For those of you working or planning to work well into your retirement years – and beyond age 70½, here’s how your RMDs from Self-Directed IRAs work:
If you have a qualified plan such as a 401(K) from your current employer, you may be able to continue to defer RMDs from that company’s plan. As long as that’s true, you have no required minimum distributions due until you actually separate from the service of that company or roll the assets into an IRA or Self-Directed IRA.
This provision only applies to employer plans like 401(K)s and 403(b)s, but not to IRAs. The IRS also does not allow you to apply this provision to Self-Directed SEP IRAs or Self-Directed SIMPLE IRAs.
So, what, precisely, does “still working” mean? Neither Congress nor the IRS has been entirely clear on this point. In theory, one could claim one is still working at a firm even if he or she is only working a single day out of the year.

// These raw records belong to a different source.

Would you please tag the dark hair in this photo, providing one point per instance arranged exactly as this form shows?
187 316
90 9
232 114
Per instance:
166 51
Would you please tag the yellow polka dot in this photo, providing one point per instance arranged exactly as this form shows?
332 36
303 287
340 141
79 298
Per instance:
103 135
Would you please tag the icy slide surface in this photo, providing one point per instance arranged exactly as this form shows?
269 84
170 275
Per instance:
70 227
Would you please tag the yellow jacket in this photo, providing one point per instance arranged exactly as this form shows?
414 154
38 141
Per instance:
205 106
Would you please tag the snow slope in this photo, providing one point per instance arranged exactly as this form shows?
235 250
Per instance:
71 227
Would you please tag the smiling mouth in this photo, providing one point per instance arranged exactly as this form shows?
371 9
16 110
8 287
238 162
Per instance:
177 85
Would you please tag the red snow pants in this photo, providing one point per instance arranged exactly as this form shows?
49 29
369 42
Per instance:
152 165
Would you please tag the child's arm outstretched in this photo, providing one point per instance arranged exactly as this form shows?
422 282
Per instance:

But there is a trap here: It is easy for the unwary to say, “A-ha! I can form my own corporation, establish a Self-Directed Solo 401(K), load it up with assets, show up to “work” just an hour every year on New Year’s Day, and avoid taking RMDs indefinitely! I can let my retirement assets compound until the cows come home!”

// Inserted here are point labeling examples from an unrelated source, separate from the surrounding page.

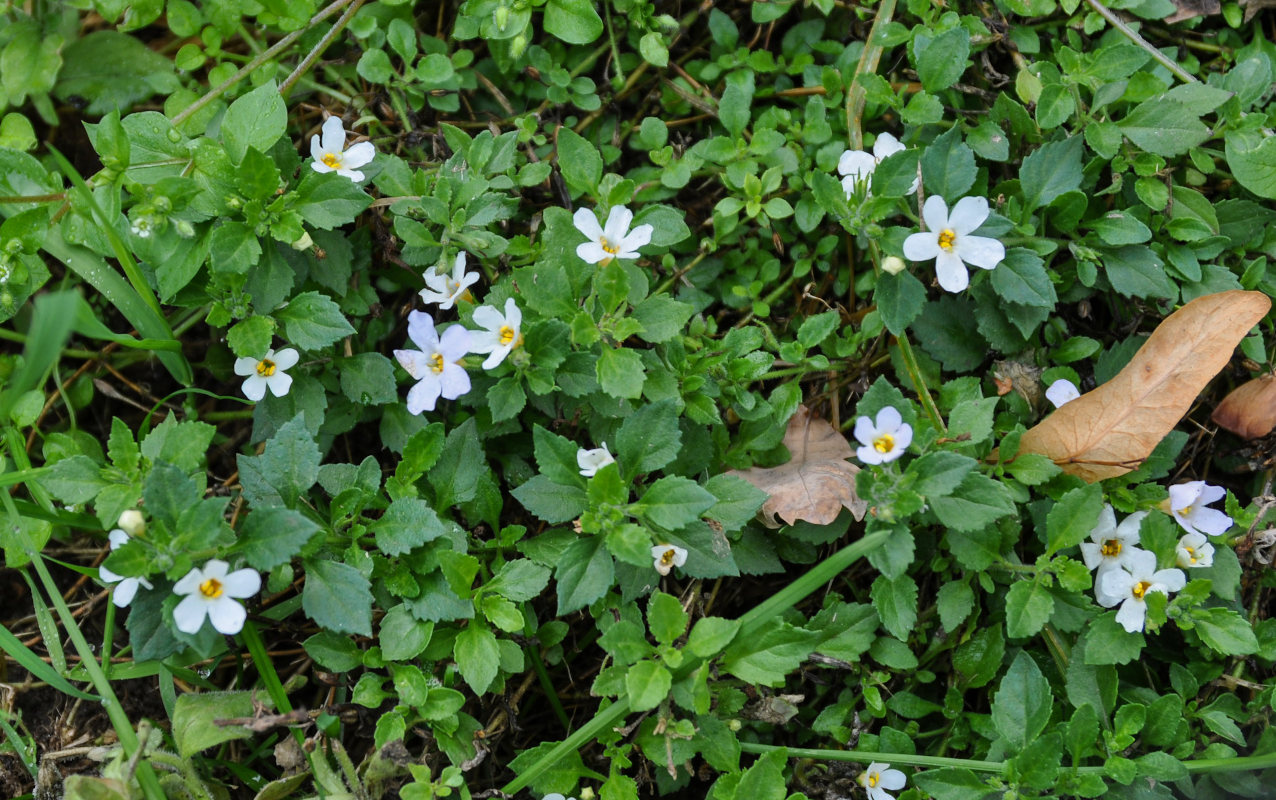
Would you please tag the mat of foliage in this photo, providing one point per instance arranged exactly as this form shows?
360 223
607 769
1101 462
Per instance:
637 398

But the cows would tell you that’s a bad mooooove.
Why? The IRS prohibits plan members still in the work force from deferring RMDs from their company’s plan if they own 5 percent or more of the business.
If you want to avoid RMDs entirely on your Self-Directed Solo 401(K), you have a couple of options:
You can establish a Roth 401(K) and contribute to that instead of a traditional tax-deferred Self-Directed Solo 401(K). But only your contributions are taxed under Roth rules – you still have the same issue with employer contributions, which would still be subject to RMDs.
The other option is to sell your company and continue to work there. As long as you do not retain more than a 5 percent ownership interest in the company, and as long as the plan’s documents allow for a still-working exemption, you can continue to defer taxes on it and you will not be required to take RMDs.
The other option to avoid being forced to take RMDs is to roll your 401(K) assets over to an IRA, and then convert it to a Self-Directed Roth IRA or Roth conventional IRA.
This move does involve a distribution – a large one, normally – which can push you into a higher marginal income tax bracket if you are not careful. You will have to pay income taxes on your Roth conversion. But once that’s done, you can continue to defer taxes on income and capital gains alike until you pull that money out of your Roth IRA or Self-Directed Roth IRA – tax-free.
Of course, to qualify for tax-free treatment, that money has to remain in the Roth for at least five years and have reached age 59 ½. So be sure to plan ahead and execute the Roth conversion well before you expect to begin to need the money.